[FOM] computable numbers, independent freindly logic

[G Barmpalias]

On Sat, 27 Dec 2003, [iso-8859-7] George Kapoulas wrote:

> The concept of a computable real number is well
> known, namely we use indices of total functions to code
> sequences of rational numbers and the convergence
> rate.
> The question is if we know the complexity of the set
> of indices that represent the natural, integer and
> rational numbers in this context and if yes the relevant
> references.

I haven't got any references but it is not difficult to see that for
natural and integer the problem is $\Pi_1$-complete and for rational it is
$\Sigma_2$-complete (so the first one is of Turing degree 0' and the
second one of Turing degree 0'').

To prove it, consider the definition of computable reals in terms of
computable sequences of nested intervals with rational endpoints.
This doesn't make a difference as the two definitions are effectively
equivalent.

Now for the first problem you can effectively find an interval of the
given sequence which contains at most one integer (or natural). If it
doesn't contain any, then you can say that it doesn't converge to an
integer. Otherwise ask the $\Pi_1$ question whether that particular
natural number belongs to all intervals of the given sequence.

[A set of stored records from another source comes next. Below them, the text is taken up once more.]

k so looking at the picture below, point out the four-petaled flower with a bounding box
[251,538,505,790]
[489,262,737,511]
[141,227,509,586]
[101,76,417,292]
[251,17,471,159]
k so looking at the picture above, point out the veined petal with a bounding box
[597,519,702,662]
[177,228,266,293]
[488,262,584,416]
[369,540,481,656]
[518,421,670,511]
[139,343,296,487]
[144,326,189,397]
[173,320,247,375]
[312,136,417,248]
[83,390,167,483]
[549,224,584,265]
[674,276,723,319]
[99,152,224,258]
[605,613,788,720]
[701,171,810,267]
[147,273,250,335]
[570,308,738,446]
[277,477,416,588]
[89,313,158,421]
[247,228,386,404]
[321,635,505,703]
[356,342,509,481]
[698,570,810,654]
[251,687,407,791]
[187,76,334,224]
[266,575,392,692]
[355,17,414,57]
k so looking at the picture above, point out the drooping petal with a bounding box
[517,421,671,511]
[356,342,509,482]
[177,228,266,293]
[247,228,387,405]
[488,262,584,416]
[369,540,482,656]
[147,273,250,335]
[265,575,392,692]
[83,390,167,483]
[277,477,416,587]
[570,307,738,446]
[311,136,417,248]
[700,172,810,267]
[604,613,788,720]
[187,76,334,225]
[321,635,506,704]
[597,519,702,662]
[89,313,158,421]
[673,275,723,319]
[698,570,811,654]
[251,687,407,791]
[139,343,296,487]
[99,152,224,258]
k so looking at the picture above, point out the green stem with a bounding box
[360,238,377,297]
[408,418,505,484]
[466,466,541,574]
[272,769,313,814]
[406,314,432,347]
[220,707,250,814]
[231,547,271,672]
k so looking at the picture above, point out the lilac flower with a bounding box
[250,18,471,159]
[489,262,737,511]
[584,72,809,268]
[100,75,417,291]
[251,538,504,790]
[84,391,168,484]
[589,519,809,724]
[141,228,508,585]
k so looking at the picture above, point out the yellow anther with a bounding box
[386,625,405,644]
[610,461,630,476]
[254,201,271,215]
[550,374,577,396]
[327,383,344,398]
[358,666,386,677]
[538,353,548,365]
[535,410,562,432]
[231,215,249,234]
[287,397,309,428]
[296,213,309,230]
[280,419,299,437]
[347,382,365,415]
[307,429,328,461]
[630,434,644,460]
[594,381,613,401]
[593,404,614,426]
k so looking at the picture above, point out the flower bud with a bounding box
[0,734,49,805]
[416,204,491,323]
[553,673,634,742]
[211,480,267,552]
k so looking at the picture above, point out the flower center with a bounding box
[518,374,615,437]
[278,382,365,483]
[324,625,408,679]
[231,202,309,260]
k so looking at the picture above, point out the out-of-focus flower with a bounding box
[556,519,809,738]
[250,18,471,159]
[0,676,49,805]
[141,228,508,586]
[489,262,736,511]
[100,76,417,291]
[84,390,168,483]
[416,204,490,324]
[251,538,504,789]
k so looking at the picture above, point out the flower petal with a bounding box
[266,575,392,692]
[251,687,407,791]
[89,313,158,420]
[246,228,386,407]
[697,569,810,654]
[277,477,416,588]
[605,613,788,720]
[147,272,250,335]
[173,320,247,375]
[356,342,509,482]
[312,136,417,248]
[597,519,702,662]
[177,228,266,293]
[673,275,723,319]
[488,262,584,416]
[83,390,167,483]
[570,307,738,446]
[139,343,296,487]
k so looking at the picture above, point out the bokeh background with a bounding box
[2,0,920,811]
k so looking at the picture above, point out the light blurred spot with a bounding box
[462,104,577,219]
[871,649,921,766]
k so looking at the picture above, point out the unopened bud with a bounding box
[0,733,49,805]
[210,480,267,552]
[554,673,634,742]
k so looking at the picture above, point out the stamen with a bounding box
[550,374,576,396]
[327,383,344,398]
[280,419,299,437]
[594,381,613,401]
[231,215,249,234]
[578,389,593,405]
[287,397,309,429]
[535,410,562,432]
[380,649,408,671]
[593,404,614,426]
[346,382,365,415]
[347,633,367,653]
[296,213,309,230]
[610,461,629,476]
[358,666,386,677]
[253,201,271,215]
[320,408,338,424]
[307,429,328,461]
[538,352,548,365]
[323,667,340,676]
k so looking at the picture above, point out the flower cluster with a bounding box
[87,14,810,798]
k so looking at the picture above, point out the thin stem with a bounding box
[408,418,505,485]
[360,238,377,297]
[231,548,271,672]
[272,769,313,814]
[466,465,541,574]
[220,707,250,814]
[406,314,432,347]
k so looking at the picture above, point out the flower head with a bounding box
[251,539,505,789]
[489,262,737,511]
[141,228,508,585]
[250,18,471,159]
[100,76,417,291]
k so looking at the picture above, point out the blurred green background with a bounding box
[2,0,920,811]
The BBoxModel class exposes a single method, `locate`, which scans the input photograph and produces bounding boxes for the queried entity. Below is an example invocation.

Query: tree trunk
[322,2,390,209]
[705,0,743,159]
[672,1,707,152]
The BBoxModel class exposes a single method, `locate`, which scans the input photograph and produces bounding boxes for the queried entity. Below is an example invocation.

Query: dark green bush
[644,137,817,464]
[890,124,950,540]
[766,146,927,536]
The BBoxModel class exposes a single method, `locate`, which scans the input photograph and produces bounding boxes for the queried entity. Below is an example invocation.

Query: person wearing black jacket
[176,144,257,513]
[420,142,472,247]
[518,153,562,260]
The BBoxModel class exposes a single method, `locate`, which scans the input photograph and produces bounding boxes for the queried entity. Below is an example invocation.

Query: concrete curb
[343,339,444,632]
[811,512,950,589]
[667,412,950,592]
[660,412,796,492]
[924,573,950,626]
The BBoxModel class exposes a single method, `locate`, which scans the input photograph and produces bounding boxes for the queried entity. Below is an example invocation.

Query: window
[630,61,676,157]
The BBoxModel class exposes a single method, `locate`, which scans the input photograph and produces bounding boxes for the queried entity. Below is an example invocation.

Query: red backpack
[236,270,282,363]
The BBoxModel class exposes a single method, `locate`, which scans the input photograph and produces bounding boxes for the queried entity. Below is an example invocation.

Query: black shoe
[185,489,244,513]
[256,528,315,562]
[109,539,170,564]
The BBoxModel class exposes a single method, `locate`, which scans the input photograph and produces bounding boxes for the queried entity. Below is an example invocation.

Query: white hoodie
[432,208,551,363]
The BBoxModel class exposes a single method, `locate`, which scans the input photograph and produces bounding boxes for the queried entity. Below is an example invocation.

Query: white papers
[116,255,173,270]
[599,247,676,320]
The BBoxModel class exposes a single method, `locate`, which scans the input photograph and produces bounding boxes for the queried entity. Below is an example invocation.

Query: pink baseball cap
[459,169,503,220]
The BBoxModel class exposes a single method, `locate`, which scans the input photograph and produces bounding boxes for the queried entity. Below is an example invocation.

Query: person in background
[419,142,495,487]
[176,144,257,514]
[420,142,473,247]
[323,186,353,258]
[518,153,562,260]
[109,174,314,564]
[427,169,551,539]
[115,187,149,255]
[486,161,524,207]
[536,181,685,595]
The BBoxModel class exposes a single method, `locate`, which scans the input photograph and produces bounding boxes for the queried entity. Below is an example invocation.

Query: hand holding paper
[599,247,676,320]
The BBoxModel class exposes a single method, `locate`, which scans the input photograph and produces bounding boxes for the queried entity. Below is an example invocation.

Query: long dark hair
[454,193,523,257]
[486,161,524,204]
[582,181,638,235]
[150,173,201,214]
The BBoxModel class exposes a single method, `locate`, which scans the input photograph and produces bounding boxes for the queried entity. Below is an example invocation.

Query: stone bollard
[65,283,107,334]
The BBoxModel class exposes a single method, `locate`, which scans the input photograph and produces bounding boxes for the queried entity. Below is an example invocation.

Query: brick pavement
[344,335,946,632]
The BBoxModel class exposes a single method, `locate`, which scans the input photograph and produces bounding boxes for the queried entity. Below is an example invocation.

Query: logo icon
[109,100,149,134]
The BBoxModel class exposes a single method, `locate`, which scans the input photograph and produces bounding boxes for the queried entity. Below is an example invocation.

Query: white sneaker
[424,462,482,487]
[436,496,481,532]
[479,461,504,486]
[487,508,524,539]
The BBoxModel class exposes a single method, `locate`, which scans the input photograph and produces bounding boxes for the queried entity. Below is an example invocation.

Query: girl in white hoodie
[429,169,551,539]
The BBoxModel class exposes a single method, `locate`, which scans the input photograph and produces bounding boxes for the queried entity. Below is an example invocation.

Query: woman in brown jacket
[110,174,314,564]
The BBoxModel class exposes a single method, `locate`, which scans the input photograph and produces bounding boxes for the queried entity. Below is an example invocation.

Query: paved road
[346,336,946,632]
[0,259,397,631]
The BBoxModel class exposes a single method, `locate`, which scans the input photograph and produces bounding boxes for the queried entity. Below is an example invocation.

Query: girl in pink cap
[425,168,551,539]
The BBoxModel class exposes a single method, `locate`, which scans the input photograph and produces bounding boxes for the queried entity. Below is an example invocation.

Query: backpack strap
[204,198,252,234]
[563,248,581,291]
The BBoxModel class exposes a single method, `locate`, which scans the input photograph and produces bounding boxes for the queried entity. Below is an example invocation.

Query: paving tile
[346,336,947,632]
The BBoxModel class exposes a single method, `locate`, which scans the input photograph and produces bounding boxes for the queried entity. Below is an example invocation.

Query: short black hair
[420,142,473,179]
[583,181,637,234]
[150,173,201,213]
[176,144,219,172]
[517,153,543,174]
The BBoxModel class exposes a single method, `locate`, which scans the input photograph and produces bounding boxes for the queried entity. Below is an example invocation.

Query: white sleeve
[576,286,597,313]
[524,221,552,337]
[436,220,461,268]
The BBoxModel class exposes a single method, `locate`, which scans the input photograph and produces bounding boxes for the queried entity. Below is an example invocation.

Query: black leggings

To show that it is $\Pi_1$-complete it is easy to translate any $\Pi_1$
problem into such an approximation problem.

For the second problem you just ask the $\Sigma_2$ question whether there
exists a rational which belongs to all intervals of the given sequence.
And again it is easy to do the translation of any $\Sigma_2$ problem into
an approximation problem of this kind.

Best wishes,

George Barmpalias

School of Mathematics
University of Leeds, UK
URL: http://www.maths.leeds.ac.uk/~georgeb/